Constraint 1: Present-Value Matching¶
The hedge portfolio must match liability value:
$$ \boxed{Q_1V_{\mathcal{B}_1}(0)+Q_2V_{\mathcal{B}_4}(0)-V_L(0)=0} $$
Constraint 2: Duration Neutrality¶
The hedged position should have zero net first-order sensitivity to a small parallel curve shift:
$$ Q_1\frac{dV_{\mathcal{B}_1}(x)}{dx}\Big|_{x=0} +Q_2\frac{dV_{\mathcal{B}_4}(x)}{dx}\Big|_{x=0} -\frac{dV_L(x)}{dx}\Big|_{x=0}=0 $$
Using Fisher-Weil duration,
$$ \mathcal{D}_{FW}=-\frac{1}{V(0)}\frac{dV(0)}{dx}\Big|_{x=0} $$
the second equation is written as:
$$ \boxed{V_L(0)\mathcal{D}_{FW}(L)-Q_1V_{\mathcal{B}_1}(0)\mathcal{D}_{FW}(\mathcal{B}_1)-Q_2V_{\mathcal{B}_4}(0)\mathcal{D}_{FW}(\mathcal{B}_4)=0} $$
Solving the two equations yields hedge quantities that meet both funding and duration-immunization requirements.
def Stage_3():
data_task_1 = stage_1_result[stage_1_result["Date"] == today]

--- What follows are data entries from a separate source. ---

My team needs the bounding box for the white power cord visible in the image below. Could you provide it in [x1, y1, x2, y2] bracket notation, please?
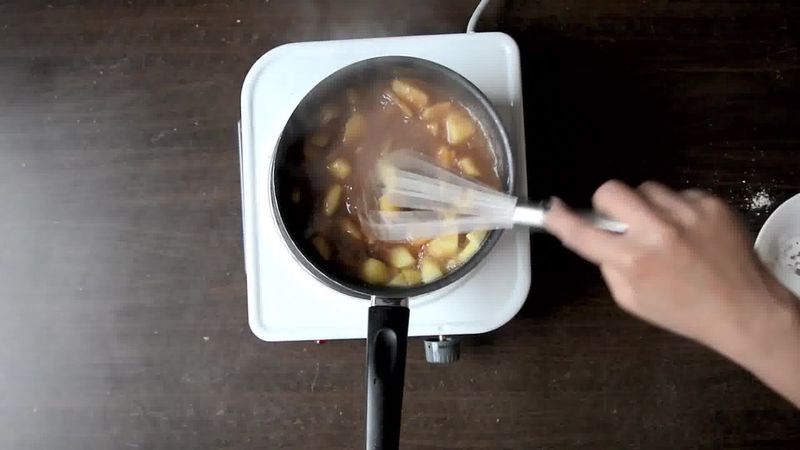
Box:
[467, 0, 491, 33]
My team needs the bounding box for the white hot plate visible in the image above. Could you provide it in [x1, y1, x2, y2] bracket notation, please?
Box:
[240, 33, 531, 341]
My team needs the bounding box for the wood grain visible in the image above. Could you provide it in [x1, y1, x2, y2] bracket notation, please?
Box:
[0, 0, 800, 449]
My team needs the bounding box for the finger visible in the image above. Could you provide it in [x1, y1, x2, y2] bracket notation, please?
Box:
[638, 181, 697, 225]
[545, 198, 625, 264]
[592, 180, 660, 231]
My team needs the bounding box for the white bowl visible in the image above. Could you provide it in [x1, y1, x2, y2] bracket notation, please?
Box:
[756, 194, 800, 296]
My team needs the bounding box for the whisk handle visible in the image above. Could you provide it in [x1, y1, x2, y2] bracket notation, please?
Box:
[513, 203, 628, 233]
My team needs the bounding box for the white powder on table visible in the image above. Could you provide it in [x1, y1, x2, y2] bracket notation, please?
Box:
[747, 189, 772, 211]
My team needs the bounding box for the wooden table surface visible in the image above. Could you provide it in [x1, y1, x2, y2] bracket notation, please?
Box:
[0, 0, 800, 449]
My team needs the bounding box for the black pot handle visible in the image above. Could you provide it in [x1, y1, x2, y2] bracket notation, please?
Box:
[366, 300, 409, 450]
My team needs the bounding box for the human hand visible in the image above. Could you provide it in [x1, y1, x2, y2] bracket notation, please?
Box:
[546, 181, 800, 405]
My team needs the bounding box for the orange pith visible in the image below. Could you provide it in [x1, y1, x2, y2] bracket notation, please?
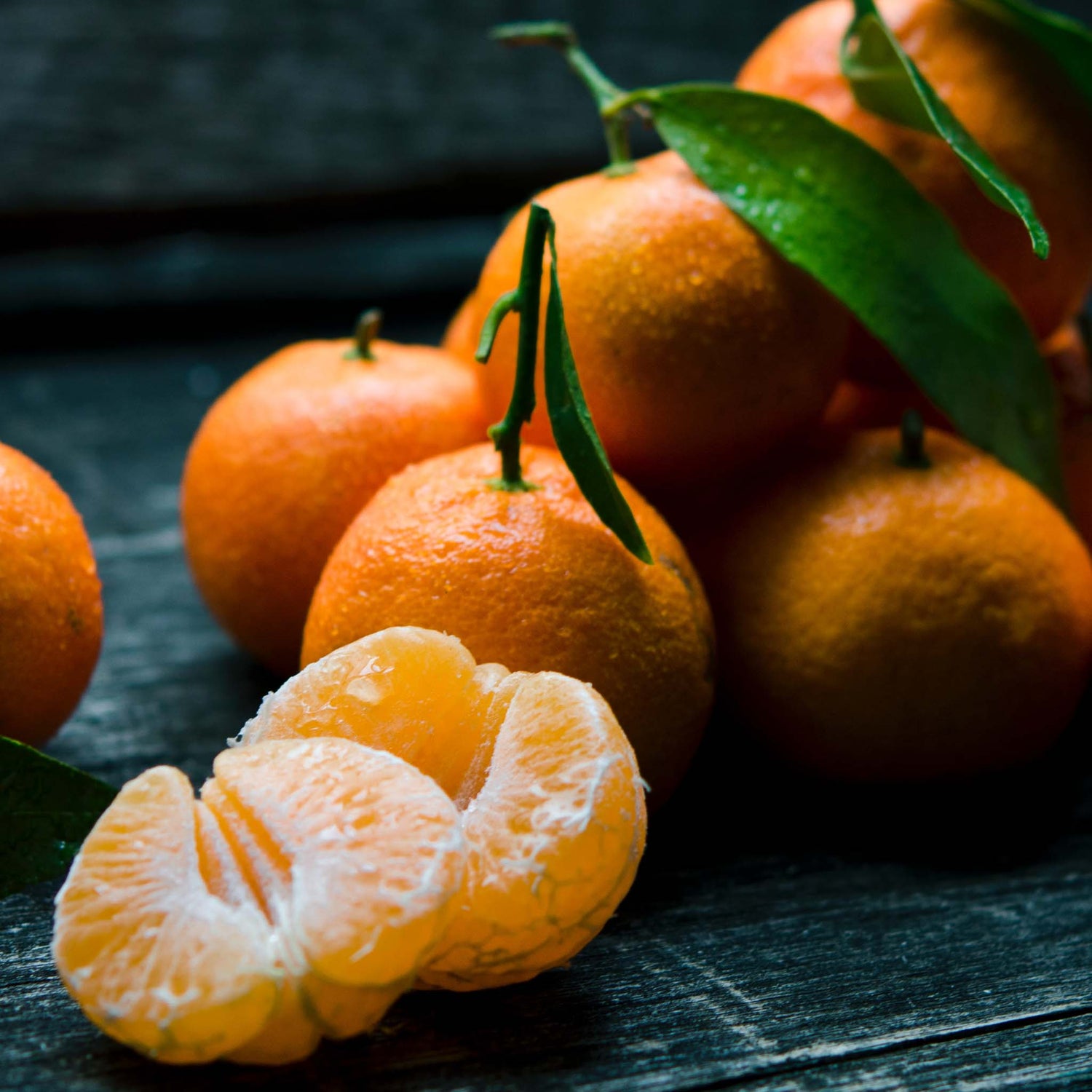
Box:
[737, 0, 1092, 358]
[303, 445, 713, 804]
[445, 152, 849, 488]
[242, 627, 646, 989]
[54, 740, 465, 1063]
[694, 430, 1092, 781]
[0, 443, 103, 746]
[181, 340, 485, 675]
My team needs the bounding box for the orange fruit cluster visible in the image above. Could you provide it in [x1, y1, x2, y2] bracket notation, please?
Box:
[54, 627, 646, 1064]
[47, 0, 1092, 1063]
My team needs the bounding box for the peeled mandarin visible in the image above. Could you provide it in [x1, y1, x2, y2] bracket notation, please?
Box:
[54, 740, 465, 1064]
[242, 627, 646, 989]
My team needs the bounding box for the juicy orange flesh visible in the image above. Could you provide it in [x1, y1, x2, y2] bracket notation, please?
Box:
[54, 740, 465, 1063]
[242, 626, 508, 801]
[242, 627, 646, 989]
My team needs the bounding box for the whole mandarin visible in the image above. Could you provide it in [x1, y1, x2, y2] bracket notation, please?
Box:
[445, 152, 849, 488]
[692, 430, 1092, 782]
[737, 0, 1092, 381]
[303, 445, 714, 806]
[181, 321, 485, 675]
[0, 443, 103, 747]
[823, 321, 1092, 546]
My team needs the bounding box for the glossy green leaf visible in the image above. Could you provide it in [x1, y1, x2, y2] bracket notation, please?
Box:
[620, 84, 1065, 505]
[543, 218, 652, 565]
[963, 0, 1092, 104]
[0, 737, 117, 898]
[842, 0, 1051, 258]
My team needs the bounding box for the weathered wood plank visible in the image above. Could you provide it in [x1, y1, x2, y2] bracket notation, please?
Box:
[0, 332, 1092, 1092]
[0, 0, 1092, 217]
[0, 0, 793, 210]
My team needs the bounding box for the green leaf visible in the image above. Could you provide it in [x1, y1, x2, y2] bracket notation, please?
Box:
[543, 218, 652, 565]
[622, 84, 1065, 506]
[842, 0, 1051, 258]
[0, 736, 117, 898]
[963, 0, 1092, 104]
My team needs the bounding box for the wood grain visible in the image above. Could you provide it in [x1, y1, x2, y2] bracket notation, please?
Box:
[0, 319, 1092, 1092]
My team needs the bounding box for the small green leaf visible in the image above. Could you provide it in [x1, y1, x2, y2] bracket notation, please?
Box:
[544, 218, 652, 565]
[963, 0, 1092, 104]
[0, 736, 117, 898]
[842, 0, 1051, 258]
[624, 84, 1065, 506]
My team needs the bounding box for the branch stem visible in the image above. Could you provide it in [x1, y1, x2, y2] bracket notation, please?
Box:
[489, 202, 550, 493]
[491, 22, 636, 175]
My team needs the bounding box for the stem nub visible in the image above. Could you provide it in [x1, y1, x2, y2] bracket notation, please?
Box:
[478, 201, 550, 493]
[489, 22, 636, 175]
[897, 410, 933, 471]
[345, 307, 384, 360]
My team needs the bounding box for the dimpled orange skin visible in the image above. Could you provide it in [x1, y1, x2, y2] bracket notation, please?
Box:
[0, 443, 103, 746]
[303, 445, 714, 807]
[823, 323, 1092, 546]
[181, 340, 485, 675]
[737, 0, 1092, 356]
[692, 430, 1092, 782]
[445, 152, 849, 488]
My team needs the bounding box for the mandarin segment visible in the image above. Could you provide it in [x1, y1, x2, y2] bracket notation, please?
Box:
[54, 767, 277, 1063]
[240, 626, 508, 799]
[54, 740, 465, 1064]
[241, 627, 646, 989]
[422, 672, 646, 989]
[202, 738, 465, 986]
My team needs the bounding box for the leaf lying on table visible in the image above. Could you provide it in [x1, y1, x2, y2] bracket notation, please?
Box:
[963, 0, 1092, 103]
[842, 0, 1051, 258]
[633, 84, 1065, 506]
[0, 736, 117, 898]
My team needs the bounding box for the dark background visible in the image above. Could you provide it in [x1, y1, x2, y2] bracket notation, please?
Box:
[0, 0, 1092, 356]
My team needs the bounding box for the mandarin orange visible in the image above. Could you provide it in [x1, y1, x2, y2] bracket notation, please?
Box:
[0, 443, 103, 746]
[303, 445, 713, 806]
[181, 317, 485, 675]
[242, 627, 646, 989]
[445, 152, 849, 488]
[692, 430, 1092, 781]
[737, 0, 1092, 382]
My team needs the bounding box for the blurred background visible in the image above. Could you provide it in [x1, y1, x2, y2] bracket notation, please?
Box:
[0, 0, 1092, 355]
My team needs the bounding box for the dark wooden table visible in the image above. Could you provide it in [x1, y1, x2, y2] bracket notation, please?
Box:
[0, 316, 1092, 1092]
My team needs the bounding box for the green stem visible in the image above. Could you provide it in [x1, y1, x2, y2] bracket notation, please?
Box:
[895, 410, 933, 471]
[345, 307, 384, 360]
[489, 22, 636, 175]
[480, 202, 550, 493]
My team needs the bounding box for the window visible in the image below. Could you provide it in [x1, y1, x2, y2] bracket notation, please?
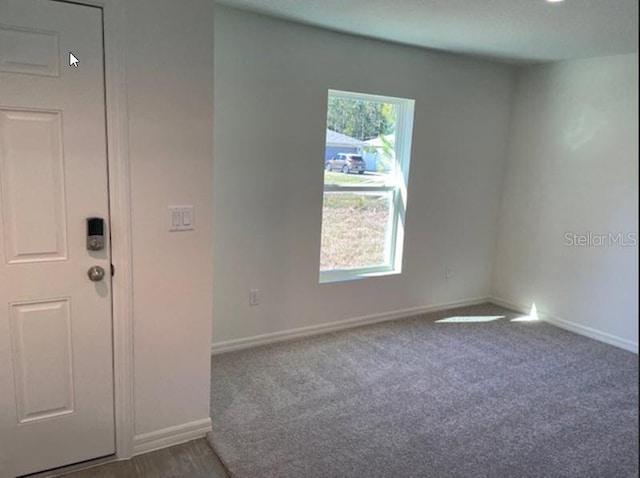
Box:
[320, 90, 415, 282]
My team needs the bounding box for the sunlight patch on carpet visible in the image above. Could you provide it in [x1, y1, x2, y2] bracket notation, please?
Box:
[436, 315, 504, 324]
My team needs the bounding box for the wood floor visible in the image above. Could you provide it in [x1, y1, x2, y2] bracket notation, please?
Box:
[44, 438, 229, 478]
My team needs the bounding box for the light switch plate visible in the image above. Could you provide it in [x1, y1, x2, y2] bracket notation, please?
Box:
[168, 206, 194, 232]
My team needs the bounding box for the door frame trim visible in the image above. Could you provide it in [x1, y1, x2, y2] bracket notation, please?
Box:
[57, 0, 135, 460]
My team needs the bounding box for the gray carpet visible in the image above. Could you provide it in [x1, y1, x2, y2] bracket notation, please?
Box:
[211, 305, 638, 478]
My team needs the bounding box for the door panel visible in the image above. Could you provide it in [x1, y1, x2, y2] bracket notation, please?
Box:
[0, 0, 115, 476]
[0, 110, 67, 264]
[9, 298, 75, 423]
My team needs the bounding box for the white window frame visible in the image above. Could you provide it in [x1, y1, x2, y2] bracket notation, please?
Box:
[320, 90, 415, 284]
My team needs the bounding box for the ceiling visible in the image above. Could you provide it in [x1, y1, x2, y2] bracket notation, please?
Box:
[218, 0, 638, 63]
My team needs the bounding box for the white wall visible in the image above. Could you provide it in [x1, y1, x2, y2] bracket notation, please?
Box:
[125, 0, 213, 435]
[213, 7, 513, 344]
[493, 54, 638, 350]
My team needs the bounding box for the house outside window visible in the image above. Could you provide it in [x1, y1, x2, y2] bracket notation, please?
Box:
[320, 90, 415, 283]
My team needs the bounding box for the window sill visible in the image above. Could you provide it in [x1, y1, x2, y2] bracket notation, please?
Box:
[320, 268, 402, 284]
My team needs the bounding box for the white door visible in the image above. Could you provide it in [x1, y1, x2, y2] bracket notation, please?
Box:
[0, 0, 115, 476]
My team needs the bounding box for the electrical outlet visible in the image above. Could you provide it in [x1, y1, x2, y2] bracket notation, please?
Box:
[444, 266, 453, 279]
[249, 289, 260, 306]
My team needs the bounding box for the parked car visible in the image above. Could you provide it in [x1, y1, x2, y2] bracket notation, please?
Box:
[324, 153, 367, 174]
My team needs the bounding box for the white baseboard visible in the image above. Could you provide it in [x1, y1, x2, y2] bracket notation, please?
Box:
[133, 418, 212, 455]
[211, 297, 491, 355]
[489, 297, 638, 354]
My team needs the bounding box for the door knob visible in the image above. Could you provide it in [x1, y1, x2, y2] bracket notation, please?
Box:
[87, 266, 104, 282]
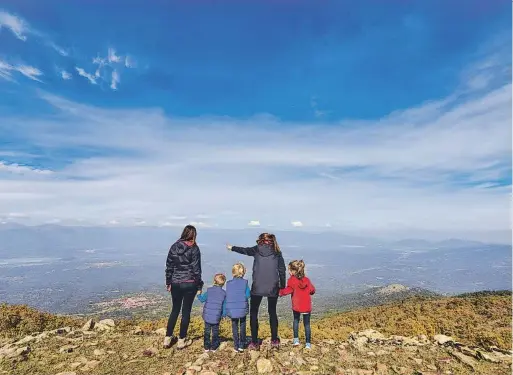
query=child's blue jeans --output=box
[203,322,220,350]
[292,311,312,344]
[232,317,246,349]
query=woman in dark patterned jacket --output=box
[226,233,286,350]
[164,225,203,349]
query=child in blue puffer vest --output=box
[226,263,251,353]
[198,273,226,352]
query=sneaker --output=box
[248,342,260,350]
[176,339,192,349]
[163,336,176,349]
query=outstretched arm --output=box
[227,245,258,257]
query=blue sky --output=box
[0,0,511,244]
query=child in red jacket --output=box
[280,260,315,349]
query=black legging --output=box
[249,295,278,344]
[166,283,198,339]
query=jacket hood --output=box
[294,276,309,289]
[174,240,194,255]
[258,245,276,257]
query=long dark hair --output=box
[180,225,197,244]
[257,233,280,253]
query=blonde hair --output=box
[257,233,280,253]
[232,263,246,277]
[289,259,305,279]
[214,273,226,286]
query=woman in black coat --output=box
[164,225,203,349]
[226,233,286,350]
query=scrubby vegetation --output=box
[0,292,512,348]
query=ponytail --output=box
[257,233,281,253]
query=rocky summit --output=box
[0,320,512,375]
[0,296,512,375]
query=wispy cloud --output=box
[0,60,43,82]
[61,70,73,80]
[75,66,96,85]
[0,10,29,41]
[0,39,511,244]
[0,160,53,175]
[110,70,120,90]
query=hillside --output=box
[0,294,512,375]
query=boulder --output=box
[82,319,95,331]
[257,358,273,374]
[98,319,116,328]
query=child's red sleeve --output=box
[310,281,315,295]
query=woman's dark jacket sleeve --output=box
[191,246,203,290]
[278,252,287,289]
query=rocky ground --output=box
[0,319,512,375]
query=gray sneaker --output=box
[176,338,192,349]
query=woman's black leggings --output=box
[249,295,278,344]
[166,283,198,339]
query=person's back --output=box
[203,285,226,324]
[226,277,249,319]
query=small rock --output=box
[59,345,78,353]
[257,358,273,374]
[98,319,116,328]
[82,319,95,331]
[143,348,158,357]
[375,363,388,375]
[451,352,477,369]
[433,335,454,345]
[82,360,100,372]
[14,335,36,345]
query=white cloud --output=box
[0,44,511,244]
[0,160,53,175]
[110,70,120,90]
[0,10,29,41]
[0,60,43,82]
[75,66,96,85]
[125,56,137,68]
[61,70,73,80]
[107,48,121,63]
[15,65,43,82]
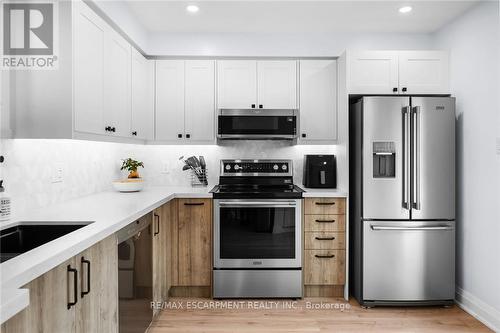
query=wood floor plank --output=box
[148,297,491,333]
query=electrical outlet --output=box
[161,162,170,175]
[52,164,64,183]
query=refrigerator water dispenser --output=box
[373,142,396,178]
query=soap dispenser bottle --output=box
[0,180,10,221]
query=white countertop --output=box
[302,188,348,198]
[0,186,212,323]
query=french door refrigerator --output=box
[349,96,455,307]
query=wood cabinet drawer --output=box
[304,250,345,285]
[304,215,345,231]
[304,231,345,250]
[304,198,345,214]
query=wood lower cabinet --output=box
[1,236,118,333]
[304,198,346,297]
[177,199,212,286]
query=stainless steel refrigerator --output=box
[349,96,455,306]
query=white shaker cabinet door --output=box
[257,60,297,109]
[130,49,154,140]
[73,1,106,134]
[104,28,131,137]
[155,60,184,141]
[217,60,257,109]
[185,60,215,142]
[299,60,337,142]
[399,51,450,95]
[347,51,399,94]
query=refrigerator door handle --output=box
[411,106,420,210]
[370,225,453,231]
[401,106,411,210]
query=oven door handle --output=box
[219,201,297,208]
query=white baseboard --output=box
[455,286,500,332]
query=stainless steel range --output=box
[211,160,303,298]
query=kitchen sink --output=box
[0,222,92,263]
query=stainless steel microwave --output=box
[217,109,297,140]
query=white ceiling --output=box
[127,0,479,33]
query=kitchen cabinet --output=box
[104,29,131,137]
[217,60,297,109]
[398,51,450,94]
[155,60,215,143]
[2,236,118,333]
[304,198,346,297]
[130,49,155,140]
[299,60,337,143]
[73,1,107,134]
[177,199,212,286]
[347,50,449,95]
[257,60,297,109]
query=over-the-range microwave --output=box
[217,109,297,140]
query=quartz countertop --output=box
[0,186,212,323]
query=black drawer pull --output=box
[316,220,335,223]
[68,265,78,310]
[314,254,335,259]
[80,257,90,298]
[153,214,160,236]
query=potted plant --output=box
[120,158,144,178]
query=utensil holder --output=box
[189,169,208,187]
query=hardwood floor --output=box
[148,298,491,333]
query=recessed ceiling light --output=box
[186,5,200,13]
[399,6,413,14]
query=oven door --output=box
[217,109,297,140]
[214,199,302,269]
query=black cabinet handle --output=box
[68,265,78,310]
[153,214,160,236]
[316,220,335,223]
[80,257,90,298]
[315,237,335,240]
[315,254,335,259]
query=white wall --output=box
[147,32,432,57]
[434,2,500,331]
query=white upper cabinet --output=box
[347,51,450,95]
[299,60,337,143]
[104,30,131,137]
[184,60,215,141]
[348,51,398,94]
[73,1,106,134]
[130,49,154,140]
[155,60,184,141]
[399,51,450,94]
[217,60,257,109]
[257,60,297,109]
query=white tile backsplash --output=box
[0,139,347,214]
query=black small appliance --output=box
[302,155,337,188]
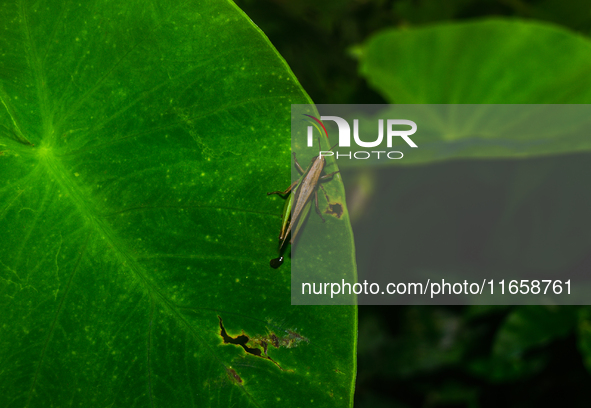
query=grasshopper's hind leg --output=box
[314,190,326,222]
[267,180,299,195]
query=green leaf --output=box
[0,0,356,407]
[346,19,591,166]
[360,19,591,104]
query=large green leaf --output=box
[0,0,356,407]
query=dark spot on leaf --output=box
[218,316,261,357]
[218,316,309,370]
[269,256,283,269]
[226,368,242,384]
[324,203,343,218]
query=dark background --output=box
[237,0,591,408]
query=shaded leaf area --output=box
[0,0,356,407]
[356,306,591,408]
[350,154,591,407]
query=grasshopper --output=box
[267,119,338,269]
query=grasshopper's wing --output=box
[290,200,312,243]
[279,179,302,241]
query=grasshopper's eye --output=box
[269,256,283,269]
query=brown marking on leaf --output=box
[324,203,343,218]
[218,316,310,371]
[218,316,283,370]
[226,367,242,384]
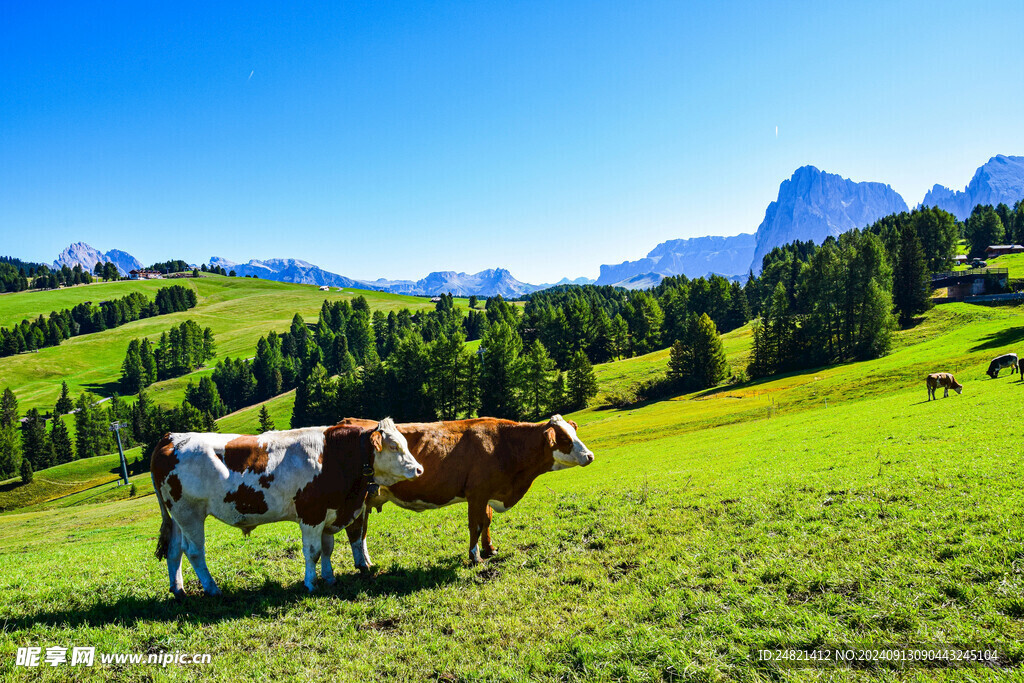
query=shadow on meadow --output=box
[2,559,461,631]
[82,379,121,398]
[971,325,1024,351]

data_task_2 = stage_2_result[(stage_2_result["Bond"] == "B1") | (stage_2_result["Bond"] == "B4")][["Price ($)","FW Duration"]]
liability = 120000000
pv_B1 = data_task_2.iloc[0,0]
pv_B4 = data_task_2.iloc[1,0]
fw_B1 = data_task_2.iloc[0,1]
fw_B4 = data_task_2.iloc[1,1]
if data_task_1.empty:
raise ValueError(f"No discount factors found for date {today.strftime('%Y-%m-%d')}")
B_values = data_task_1.iloc[0, 1:].values
def B_interpolate(T):
if T > 10 or T < 0:
raise ValueError("T must be between 0 and 10")
log_input_array = np.insert(B_values, 0, 1.0).astype(float)
interpolation = np.exp(np.interp(T, np.array([0,2,3,5,10]), np.log(log_input_array)))
return interpolation
def year_transform(y):
time_stamp = ((y.year - today.year)*12 + (y.month - today.month)) / 12
return time_stamp
def target(x):
Q1, Q2 = x
pv_liability = liability * B_interpolate(year_transform(pd.to_datetime("2027-04-21")))
fw_liability = year_transform(pd.to_datetime("2027-04-21"))
net_pv = Q1 * pv_B1 + Q2 * pv_B4 - pv_liability
net_FW = fw_liability * pv_liability - Q1 * fw_B1 * pv_B1 - Q2 * fw_B4 * pv_B4
return [net_pv, net_FW]
Q_result = fsolve(target, [500000,500000])
return Q_result
stage_3_result = Stage_3()
print("The results of Stage 3 are:")
print("The long position in Bond 1 should be", stage_3_result[0])
print("The long position in Bond 4 should be", stage_3_result[1])
The results of Stage 3 are: The long position in Bond 1 should be 51583772.57376712 The long position in Bond 4 should be 57764763.579416126
Stage 3 Conclusion¶
Stage 3 delivers a solution by constructing a two-bond hedge using $\mathcal{B}_1$ and $\mathcal{B}_4$. The portfolio is calibrated to satisfy both key requirements: matching the present value of the $\$120$ million liability and neutralizing first-order interest-rate sensitivity through duration matching.
As a result, the hedged position is robust to small parallel shifts in the yield curve while remaining fully funded on 21 April 2027. This demonstrates how valuation outputs from Stage 2 can be directly translated into an implementable fixed-income risk management strategy.